To be or not to be a family business? Family businesses have many aspects, but one thing they are is a repository of family wealth. Some family businesses decide that the best way to protect that wealth is to sell it rather than have Junior manage it. This is never the only consideration but it should always be a factor. Sometimes the happiest families are the ones that have sold the family business.
Rules and regulations. Family businesses need to have well established governance procedures in order to evaluate employees and make tactical and strategic decisions. The best family businesses harness the sense of cohesion and purpose that comes with family to propel the business forward. However, the opposite can also be the case – family feelings get in the way of proper decision making. Everyone needs to know that business considerations come first in a way that is not intended to bruise feelings.

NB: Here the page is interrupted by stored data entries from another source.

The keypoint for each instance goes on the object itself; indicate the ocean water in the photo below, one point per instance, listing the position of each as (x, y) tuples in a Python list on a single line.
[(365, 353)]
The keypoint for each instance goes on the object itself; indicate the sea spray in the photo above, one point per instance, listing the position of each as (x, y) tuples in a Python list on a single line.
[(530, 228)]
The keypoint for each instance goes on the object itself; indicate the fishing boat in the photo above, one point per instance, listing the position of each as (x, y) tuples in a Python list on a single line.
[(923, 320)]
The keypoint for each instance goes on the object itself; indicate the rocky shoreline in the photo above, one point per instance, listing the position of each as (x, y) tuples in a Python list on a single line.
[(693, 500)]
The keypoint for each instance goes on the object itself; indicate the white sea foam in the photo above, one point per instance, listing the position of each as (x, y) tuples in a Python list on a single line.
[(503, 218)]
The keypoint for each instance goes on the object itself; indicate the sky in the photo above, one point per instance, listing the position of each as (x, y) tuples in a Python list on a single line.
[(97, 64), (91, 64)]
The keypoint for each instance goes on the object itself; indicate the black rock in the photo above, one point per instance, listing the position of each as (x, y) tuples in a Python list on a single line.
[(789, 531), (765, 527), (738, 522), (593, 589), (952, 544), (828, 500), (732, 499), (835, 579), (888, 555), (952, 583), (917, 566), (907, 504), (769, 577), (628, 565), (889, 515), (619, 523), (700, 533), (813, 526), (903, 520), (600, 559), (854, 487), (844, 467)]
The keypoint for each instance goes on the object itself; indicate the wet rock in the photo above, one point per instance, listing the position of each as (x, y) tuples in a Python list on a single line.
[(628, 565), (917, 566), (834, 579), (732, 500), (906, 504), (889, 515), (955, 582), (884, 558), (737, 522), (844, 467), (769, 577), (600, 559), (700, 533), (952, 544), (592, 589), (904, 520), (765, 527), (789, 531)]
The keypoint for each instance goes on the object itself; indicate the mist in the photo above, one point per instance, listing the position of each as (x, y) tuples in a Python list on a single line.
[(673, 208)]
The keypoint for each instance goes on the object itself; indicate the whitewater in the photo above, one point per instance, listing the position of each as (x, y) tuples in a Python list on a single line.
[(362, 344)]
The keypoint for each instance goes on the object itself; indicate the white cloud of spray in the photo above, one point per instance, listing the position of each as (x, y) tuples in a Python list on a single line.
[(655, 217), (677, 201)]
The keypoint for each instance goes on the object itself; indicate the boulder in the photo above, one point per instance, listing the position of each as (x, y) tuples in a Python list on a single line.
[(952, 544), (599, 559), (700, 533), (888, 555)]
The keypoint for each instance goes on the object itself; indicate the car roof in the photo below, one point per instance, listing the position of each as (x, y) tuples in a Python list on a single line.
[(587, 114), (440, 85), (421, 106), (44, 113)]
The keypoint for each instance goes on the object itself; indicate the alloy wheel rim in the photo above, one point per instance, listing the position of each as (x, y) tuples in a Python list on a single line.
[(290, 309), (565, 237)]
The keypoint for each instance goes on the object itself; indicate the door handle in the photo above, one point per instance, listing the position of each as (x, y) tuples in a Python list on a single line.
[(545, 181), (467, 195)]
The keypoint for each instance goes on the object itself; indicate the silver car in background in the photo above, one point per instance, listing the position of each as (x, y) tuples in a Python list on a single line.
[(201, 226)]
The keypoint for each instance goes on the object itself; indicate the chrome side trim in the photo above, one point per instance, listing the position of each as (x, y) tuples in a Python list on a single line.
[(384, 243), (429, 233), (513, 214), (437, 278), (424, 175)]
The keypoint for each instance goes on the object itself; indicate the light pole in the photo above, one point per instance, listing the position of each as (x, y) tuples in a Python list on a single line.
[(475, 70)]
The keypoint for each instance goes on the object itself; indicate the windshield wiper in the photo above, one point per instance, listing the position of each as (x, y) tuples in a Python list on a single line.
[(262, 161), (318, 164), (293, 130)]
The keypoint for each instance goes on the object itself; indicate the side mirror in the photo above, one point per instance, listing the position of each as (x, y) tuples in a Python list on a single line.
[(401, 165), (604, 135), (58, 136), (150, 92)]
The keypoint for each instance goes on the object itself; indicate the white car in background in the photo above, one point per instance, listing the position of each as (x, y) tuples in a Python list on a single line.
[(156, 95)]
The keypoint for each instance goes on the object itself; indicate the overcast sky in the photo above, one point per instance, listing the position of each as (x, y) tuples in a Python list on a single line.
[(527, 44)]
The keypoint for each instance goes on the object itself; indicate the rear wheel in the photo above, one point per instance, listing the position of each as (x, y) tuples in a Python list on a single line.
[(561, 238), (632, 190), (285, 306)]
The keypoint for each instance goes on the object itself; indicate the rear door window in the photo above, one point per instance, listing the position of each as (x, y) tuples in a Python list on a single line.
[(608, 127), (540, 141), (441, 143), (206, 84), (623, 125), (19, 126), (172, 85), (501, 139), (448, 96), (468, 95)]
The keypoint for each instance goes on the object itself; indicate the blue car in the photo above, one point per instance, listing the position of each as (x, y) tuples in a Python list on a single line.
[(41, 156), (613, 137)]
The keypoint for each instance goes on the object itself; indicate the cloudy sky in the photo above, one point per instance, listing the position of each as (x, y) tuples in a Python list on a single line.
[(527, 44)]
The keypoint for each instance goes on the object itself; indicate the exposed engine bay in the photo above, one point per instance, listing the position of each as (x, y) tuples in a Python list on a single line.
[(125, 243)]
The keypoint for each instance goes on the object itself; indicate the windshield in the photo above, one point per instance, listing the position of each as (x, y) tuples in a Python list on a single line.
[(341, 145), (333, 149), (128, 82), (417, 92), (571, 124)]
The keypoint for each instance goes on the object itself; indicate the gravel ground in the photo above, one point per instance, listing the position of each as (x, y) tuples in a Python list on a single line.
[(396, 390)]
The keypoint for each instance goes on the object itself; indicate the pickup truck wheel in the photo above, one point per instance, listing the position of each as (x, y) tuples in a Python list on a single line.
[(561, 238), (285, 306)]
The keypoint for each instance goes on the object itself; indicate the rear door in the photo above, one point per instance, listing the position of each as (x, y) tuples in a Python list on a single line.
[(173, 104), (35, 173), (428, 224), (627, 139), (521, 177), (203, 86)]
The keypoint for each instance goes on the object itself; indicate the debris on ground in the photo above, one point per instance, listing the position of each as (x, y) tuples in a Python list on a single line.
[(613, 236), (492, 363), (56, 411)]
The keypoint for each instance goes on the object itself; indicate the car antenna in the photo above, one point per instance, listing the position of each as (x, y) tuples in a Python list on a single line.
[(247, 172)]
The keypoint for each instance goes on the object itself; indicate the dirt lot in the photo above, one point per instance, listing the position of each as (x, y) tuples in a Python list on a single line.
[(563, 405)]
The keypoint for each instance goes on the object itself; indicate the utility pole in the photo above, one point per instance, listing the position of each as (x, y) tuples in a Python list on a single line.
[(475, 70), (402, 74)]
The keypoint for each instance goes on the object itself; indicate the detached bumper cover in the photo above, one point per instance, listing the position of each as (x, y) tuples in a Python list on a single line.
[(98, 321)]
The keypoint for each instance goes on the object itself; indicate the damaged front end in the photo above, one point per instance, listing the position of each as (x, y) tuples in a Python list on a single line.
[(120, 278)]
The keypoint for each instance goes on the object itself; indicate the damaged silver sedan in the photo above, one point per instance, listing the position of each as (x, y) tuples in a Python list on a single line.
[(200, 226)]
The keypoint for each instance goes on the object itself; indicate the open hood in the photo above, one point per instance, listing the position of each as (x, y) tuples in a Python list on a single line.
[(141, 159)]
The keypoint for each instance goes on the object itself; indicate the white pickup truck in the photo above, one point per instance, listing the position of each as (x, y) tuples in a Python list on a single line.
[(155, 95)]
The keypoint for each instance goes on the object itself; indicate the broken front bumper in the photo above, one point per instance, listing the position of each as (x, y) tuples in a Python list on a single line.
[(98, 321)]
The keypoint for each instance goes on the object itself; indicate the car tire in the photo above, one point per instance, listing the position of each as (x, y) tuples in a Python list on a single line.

Professional management? The business must establish the importance of continued family involvement but must be open to bringing in professional management. In some situations, the only way that family succession can succeed is with the help of professional management.
Establish a written succession plan. This will determine how business interests are to be transferred from the senior to the junior generation. Will gifts be made? Will the next generation be expected to purchase business interests? Many families believe it is better for the Next Gen to purchase the business and thereby learn firsthand the risks (and rewards) of ownership. How are business interests to be valued? How are sales to be financed? Estate and income tax issues must be considered. Establish active and non-active roles for all family owners.
Family businesses are some of the most successful enterprises in the world. However, they only get there if they first master the intricacies of succession.